I will not stutter. C is one of the most powerful computer languages ever written. In this blog, I will show what an operator is.

An operator in its simplest form would be: a added to b. In this case, the operator is added to. But you also have an assignment operator in its simplest form would be a assigned to b.  In this case, the operator is assigned to.

But in C we also have a compound opeator. In most cases they are used every day they are a rich set of operators. Such as ++i, (pre-inc),  i++ (post-inc) and as well as +=, -=, *=, /=, and %=.

So the proper use of a compound operator += would be a += b  is the same as a = a + b. In the case of the increment operator, may be used on either side of the equation. So i++ is saying i = i + 1, that is incrementing the value of i. i++ of course has its true opposite i -- where i = i - 1. So in fact this is quite legal: a++ = b++ + ++c;  So lets apply some numbers to this a, b, c are all going to be 0.  as the compiler evaluates this mess (this is a extreem example and hope never to see it in the wild).

  1. c is pre-incremented to 1
  2. then it adds b + c  and stores it in a or a = 0 + 1 so c is now 1
  3. then it post-increments a and b to 1
  4. final values are a = 2, b = 1, c = 1.

The Railroad Tracks or BNS (Backus-Naur Form) for the C Language

This grammar was adapted from Section A13 of The C programming language, 2nd edition, by Brian W. Kernighan and Dennis M. Ritchie,Prentice Hall, 1988.

<unary-expression> ::= <postfix-expression> | ++ <unary-expression> | -- <unary-expression> |

<unary-operator> <cast-expression> | sizeof <unary-expression> | sizeof <type-name>


<postfix-expression> ::= <primary-expression> | <postfix-expression> [ <expression> ] |

<postfix-expression> ( {<assignment-expression>}* ) | <postfix-expression> . <identifier> | <postfix-expression> -> <identifier> | <postfix-expression> ++ | <postfix-expression>


<unary-operator> ::= & | * | + | - | ~ | !


<expression> ::= <assignment-expression>  | <expression> , <assignment-expression>


<assignment-expression> ::= <conditional-expression>  | <unary-expression> <assignment-operator> <assignment-expression>


<assignment-operator> ::= = | * |  /=  | %=  | +=  | -=  | <<=  | >>=  | &=  | ^= | |=


This information is given to any student in school who learns C.  For instance by reading this chapter of the book you know that C does not have a square operator such as other languages (sometimes written as ** or ^) so what do we as C programmers do?

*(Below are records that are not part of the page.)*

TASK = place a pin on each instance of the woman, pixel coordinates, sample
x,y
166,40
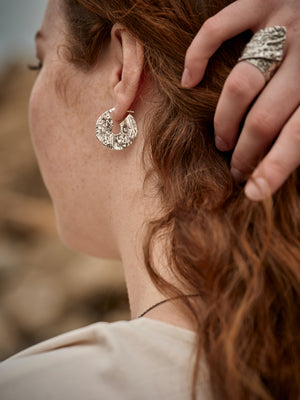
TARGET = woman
x,y
216,275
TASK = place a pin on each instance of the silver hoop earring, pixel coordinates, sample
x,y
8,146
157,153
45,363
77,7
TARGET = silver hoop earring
x,y
126,136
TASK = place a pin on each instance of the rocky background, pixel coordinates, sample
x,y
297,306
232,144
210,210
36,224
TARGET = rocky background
x,y
45,288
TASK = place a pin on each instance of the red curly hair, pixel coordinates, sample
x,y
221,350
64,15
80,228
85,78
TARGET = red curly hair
x,y
243,257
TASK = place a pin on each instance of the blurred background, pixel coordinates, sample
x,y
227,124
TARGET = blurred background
x,y
45,288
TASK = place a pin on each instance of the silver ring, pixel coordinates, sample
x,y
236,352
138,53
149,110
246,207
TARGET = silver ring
x,y
265,50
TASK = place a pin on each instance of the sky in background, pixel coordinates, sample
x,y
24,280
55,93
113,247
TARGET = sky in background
x,y
19,20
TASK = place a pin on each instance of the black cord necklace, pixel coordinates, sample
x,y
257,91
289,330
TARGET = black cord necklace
x,y
164,301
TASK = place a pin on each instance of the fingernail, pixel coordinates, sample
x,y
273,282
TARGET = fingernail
x,y
186,78
237,174
257,189
220,144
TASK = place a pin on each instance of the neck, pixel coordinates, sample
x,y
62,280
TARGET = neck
x,y
142,292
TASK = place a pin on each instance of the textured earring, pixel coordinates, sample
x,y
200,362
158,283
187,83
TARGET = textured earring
x,y
118,141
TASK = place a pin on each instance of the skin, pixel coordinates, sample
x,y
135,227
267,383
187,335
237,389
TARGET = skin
x,y
98,194
272,125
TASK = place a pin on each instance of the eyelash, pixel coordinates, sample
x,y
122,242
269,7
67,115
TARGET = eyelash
x,y
37,67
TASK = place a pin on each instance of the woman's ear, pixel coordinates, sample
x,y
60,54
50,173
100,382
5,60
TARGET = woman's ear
x,y
131,58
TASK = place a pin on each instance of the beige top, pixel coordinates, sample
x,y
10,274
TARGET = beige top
x,y
142,359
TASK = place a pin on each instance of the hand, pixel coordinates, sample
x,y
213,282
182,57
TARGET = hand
x,y
275,115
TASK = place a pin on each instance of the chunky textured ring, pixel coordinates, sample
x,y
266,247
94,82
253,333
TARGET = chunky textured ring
x,y
265,50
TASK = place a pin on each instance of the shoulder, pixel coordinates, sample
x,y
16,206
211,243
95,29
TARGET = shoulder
x,y
116,360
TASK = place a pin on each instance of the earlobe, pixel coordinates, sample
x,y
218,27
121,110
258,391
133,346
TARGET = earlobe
x,y
127,89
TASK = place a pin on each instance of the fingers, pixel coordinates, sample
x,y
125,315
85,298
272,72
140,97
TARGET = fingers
x,y
229,22
269,114
242,86
279,163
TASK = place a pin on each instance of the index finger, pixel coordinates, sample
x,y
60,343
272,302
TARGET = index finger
x,y
227,23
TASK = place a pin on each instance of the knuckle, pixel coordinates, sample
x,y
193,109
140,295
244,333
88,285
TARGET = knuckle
x,y
278,167
262,124
238,86
243,164
211,27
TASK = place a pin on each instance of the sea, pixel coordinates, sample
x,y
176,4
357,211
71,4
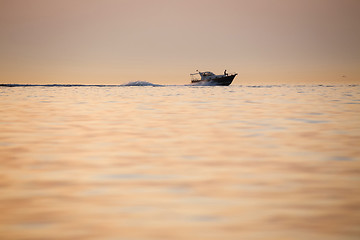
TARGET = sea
x,y
143,161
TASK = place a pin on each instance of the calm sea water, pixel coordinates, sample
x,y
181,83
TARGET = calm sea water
x,y
179,162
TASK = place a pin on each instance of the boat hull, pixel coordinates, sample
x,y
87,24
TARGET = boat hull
x,y
220,81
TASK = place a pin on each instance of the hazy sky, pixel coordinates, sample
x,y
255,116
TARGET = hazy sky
x,y
162,41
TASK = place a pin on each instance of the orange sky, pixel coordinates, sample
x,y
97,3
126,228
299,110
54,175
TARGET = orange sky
x,y
162,41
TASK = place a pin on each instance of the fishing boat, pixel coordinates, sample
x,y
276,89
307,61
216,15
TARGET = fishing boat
x,y
209,78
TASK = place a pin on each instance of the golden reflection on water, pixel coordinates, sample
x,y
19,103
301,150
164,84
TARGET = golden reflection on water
x,y
180,162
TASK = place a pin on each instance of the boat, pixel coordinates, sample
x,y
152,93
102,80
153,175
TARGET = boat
x,y
211,79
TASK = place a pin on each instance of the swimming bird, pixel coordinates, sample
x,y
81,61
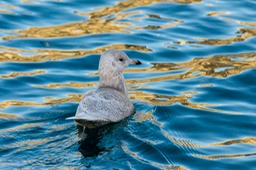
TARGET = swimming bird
x,y
110,102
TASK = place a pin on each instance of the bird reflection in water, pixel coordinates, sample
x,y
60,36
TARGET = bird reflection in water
x,y
90,139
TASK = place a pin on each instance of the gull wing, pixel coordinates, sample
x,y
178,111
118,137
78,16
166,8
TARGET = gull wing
x,y
104,104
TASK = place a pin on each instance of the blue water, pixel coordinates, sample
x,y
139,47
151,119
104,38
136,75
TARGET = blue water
x,y
194,93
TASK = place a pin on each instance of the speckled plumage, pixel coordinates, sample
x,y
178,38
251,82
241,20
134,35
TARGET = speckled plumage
x,y
110,101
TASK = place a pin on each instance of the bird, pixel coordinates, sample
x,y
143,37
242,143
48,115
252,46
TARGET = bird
x,y
110,102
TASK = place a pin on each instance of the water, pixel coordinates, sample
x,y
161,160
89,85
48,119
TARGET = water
x,y
194,94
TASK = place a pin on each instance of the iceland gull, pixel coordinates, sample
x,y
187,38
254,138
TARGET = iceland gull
x,y
110,102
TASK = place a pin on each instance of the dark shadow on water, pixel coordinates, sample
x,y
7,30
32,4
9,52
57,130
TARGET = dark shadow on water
x,y
90,140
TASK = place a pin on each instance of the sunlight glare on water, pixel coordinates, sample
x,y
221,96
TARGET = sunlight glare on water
x,y
194,93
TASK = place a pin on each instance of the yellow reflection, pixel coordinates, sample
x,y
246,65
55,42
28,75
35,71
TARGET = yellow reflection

Hey let the Pre-Processor do it:

#define sq(x) ((x)*(x)) and that it. You could also have done this as a function. Why the Pre-Processor and not a function: works on any data type int, float the compiler never sees it and best there is no CALL/RETURN on the stack.


Abuse and Tests:  

x= ++i + ++i + ++i;

This is a question that I commented on earlier. The person giving the test knows that your answer should be "This is not legal C Language syntax",  If you try an answer this hot mess he knows that you do not know C that well.   To put this in perspective I never took the Introduction to The C Language.